Publication information |
Source: The Aristocracy of Health Source type: book Document type: book chapter Document title: “Anarchy: Its Cause and Cure” Author(s): Henderson, Mary Foote Publisher: Colton Publishing Company Place of publication: Washington, DC Year of publication: 1904 Pagination: 538-44 (excerpt below includes only page 541) |
Citation |
Henderson, Mary Foote. “Anarchy: Its Cause and Cure.” The Aristocracy of Health. Washington, DC: Colton Publishing, 1904: pp. 538-44. |
Transcription |
excerpt of chapter |
Keywords |
Leon Czolgosz; McKinley assassination (personal response: prohibitionists, temperance advocates, etc.); liquor and liquor traffic. |
Named persons |
Leon Czolgosz. |
Notes |
From title page: The Aristocracy of Health: A Study of Physical Culture, Our Favorite Poisons, and a National and International League for the Advancement of Physical Culture. |
Document |
Anarchy: Its Cause and Cure [excerpt]
Enough is known of the antecedents of
Czolgosz to show that the licensed saloon influence was most potent in his life.
We are informed by the press that the father of Czolgosz was once the keeper
of a drinking saloon in Cleveland.
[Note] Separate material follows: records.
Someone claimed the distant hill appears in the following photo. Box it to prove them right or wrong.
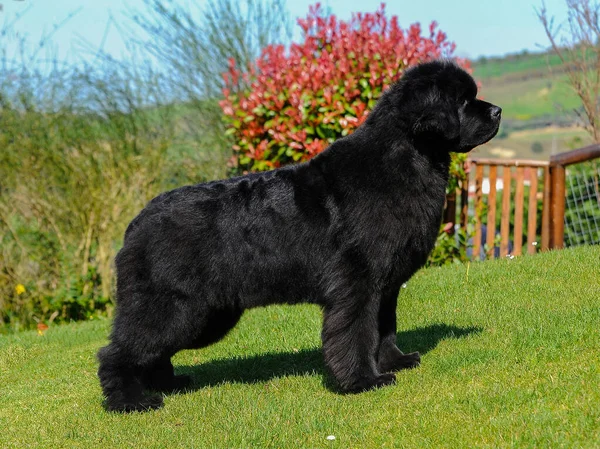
[472,50,564,80]
[471,50,580,123]
[468,50,591,160]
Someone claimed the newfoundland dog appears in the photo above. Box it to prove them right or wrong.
[98,60,501,412]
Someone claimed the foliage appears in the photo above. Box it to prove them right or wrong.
[0,1,483,331]
[220,3,466,172]
[1,0,293,331]
[426,222,471,266]
[0,18,230,332]
[531,141,544,153]
[425,152,472,266]
[220,3,474,267]
[132,0,291,102]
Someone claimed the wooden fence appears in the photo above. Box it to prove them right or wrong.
[448,143,600,260]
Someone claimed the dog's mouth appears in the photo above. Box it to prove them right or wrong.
[455,121,501,153]
[480,122,501,145]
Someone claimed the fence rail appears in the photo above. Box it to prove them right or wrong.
[449,143,600,260]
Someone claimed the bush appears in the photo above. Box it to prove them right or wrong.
[0,0,294,332]
[531,141,544,154]
[0,38,230,333]
[220,3,467,172]
[0,69,205,332]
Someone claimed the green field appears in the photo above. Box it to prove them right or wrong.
[1,246,599,448]
[472,52,565,80]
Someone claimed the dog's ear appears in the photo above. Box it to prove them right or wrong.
[413,105,460,142]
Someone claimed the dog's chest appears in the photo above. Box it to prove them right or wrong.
[379,182,447,267]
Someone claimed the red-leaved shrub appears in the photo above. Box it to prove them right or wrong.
[220,3,470,172]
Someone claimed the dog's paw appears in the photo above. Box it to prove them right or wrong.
[379,351,421,373]
[345,373,396,393]
[395,351,421,370]
[167,374,192,392]
[146,374,192,393]
[138,393,165,411]
[106,393,164,413]
[372,372,396,389]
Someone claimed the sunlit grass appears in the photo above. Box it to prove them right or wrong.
[1,245,598,448]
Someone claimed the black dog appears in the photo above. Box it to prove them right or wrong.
[98,60,501,412]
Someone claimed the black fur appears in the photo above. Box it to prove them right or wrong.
[97,60,501,412]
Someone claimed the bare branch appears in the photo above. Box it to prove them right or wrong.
[538,0,600,142]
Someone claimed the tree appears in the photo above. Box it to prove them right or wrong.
[538,0,600,142]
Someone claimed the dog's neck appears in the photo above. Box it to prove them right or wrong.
[310,128,451,201]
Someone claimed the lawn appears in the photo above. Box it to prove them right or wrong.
[1,246,599,448]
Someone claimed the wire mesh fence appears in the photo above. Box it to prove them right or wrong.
[564,160,600,247]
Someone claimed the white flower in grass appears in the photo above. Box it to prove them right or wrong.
[326,435,336,441]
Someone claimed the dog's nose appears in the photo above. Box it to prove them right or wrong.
[491,106,502,119]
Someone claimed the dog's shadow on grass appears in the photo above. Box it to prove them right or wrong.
[175,323,481,394]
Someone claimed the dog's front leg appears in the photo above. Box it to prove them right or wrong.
[376,286,421,373]
[321,291,395,393]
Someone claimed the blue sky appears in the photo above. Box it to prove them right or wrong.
[1,0,569,61]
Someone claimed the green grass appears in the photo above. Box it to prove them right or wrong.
[1,246,599,448]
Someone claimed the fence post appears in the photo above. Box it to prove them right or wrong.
[473,163,484,259]
[541,166,551,250]
[443,191,457,230]
[549,163,566,249]
[460,181,469,231]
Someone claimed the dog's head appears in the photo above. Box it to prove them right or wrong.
[386,60,501,153]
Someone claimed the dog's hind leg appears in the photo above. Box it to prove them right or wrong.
[139,308,243,392]
[321,285,396,393]
[140,358,191,393]
[376,287,420,373]
[97,343,164,412]
[97,289,190,412]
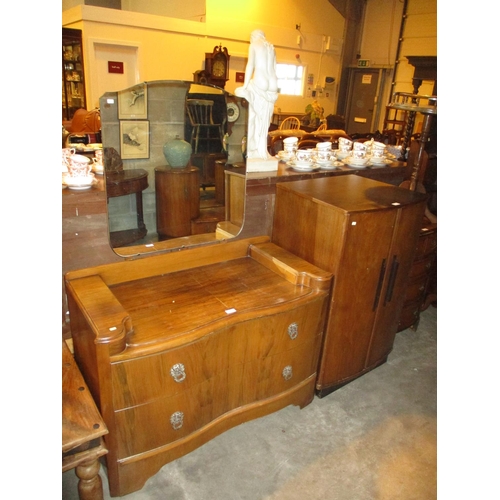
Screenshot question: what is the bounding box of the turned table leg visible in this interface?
[75,458,104,500]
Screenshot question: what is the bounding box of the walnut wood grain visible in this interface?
[65,237,332,496]
[271,176,427,396]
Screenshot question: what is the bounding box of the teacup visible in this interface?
[339,137,353,152]
[371,148,385,159]
[316,141,332,151]
[283,136,298,155]
[92,157,104,172]
[62,147,76,172]
[371,142,386,158]
[316,150,335,162]
[352,142,367,158]
[68,154,92,177]
[295,149,314,164]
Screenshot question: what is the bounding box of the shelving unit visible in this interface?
[62,27,86,121]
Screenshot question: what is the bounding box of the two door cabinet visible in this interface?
[272,176,427,397]
[65,236,332,496]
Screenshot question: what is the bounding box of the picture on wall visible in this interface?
[120,120,150,159]
[118,83,147,119]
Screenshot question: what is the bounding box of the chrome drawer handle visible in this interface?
[170,363,186,383]
[170,411,184,430]
[287,322,298,340]
[282,365,293,381]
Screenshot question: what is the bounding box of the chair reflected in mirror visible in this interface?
[186,99,225,153]
[279,116,301,130]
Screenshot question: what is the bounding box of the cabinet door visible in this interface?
[318,209,397,385]
[366,202,426,366]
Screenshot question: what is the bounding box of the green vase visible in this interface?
[163,136,192,168]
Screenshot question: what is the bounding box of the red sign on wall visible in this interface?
[235,72,245,83]
[108,61,124,74]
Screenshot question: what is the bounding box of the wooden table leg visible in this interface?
[75,458,104,500]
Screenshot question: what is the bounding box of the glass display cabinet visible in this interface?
[62,27,86,121]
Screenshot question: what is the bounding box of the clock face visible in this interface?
[212,59,226,78]
[227,102,239,122]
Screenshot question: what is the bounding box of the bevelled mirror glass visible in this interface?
[99,80,248,257]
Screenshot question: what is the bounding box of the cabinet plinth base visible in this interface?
[315,354,389,399]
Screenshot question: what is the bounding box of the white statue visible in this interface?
[235,30,278,162]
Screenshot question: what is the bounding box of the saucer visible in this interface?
[369,157,392,166]
[277,151,295,161]
[343,157,370,168]
[63,173,95,188]
[286,161,319,172]
[319,161,343,170]
[314,157,337,165]
[294,160,314,167]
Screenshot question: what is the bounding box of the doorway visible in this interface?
[344,68,381,135]
[87,40,140,109]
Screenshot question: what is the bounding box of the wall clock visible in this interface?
[205,44,230,88]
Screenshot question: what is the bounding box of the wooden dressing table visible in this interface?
[65,236,332,496]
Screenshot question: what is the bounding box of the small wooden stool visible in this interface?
[62,341,108,500]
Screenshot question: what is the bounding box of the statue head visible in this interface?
[250,30,266,42]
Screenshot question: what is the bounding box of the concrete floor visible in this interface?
[63,306,437,500]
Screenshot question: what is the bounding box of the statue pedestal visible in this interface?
[246,157,279,172]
How little parents realize the effects of
environment on their own children! how little they recognize that we all possess
normal faculties of unknown power! that there is implanted in every normal human
life the possibility of great usefulness, great achievement, great worth, great
happiness, provided that influences nourish in the right direction!
A Cleveland despatch [sic] says:—
“Czolgosz worked in the Stroh Brewery in the East End. Anarchistic and socialistic agitators of the city gather frequently in the small saloons thereabout.”
It was from a “saloon hotel” that the son Czolgosz issued forth for his murderous errand; and eight out of ten suspects of possible accomplices in the crime, in Chicago alone, were arrested from the dram-shops of that poison-infested city.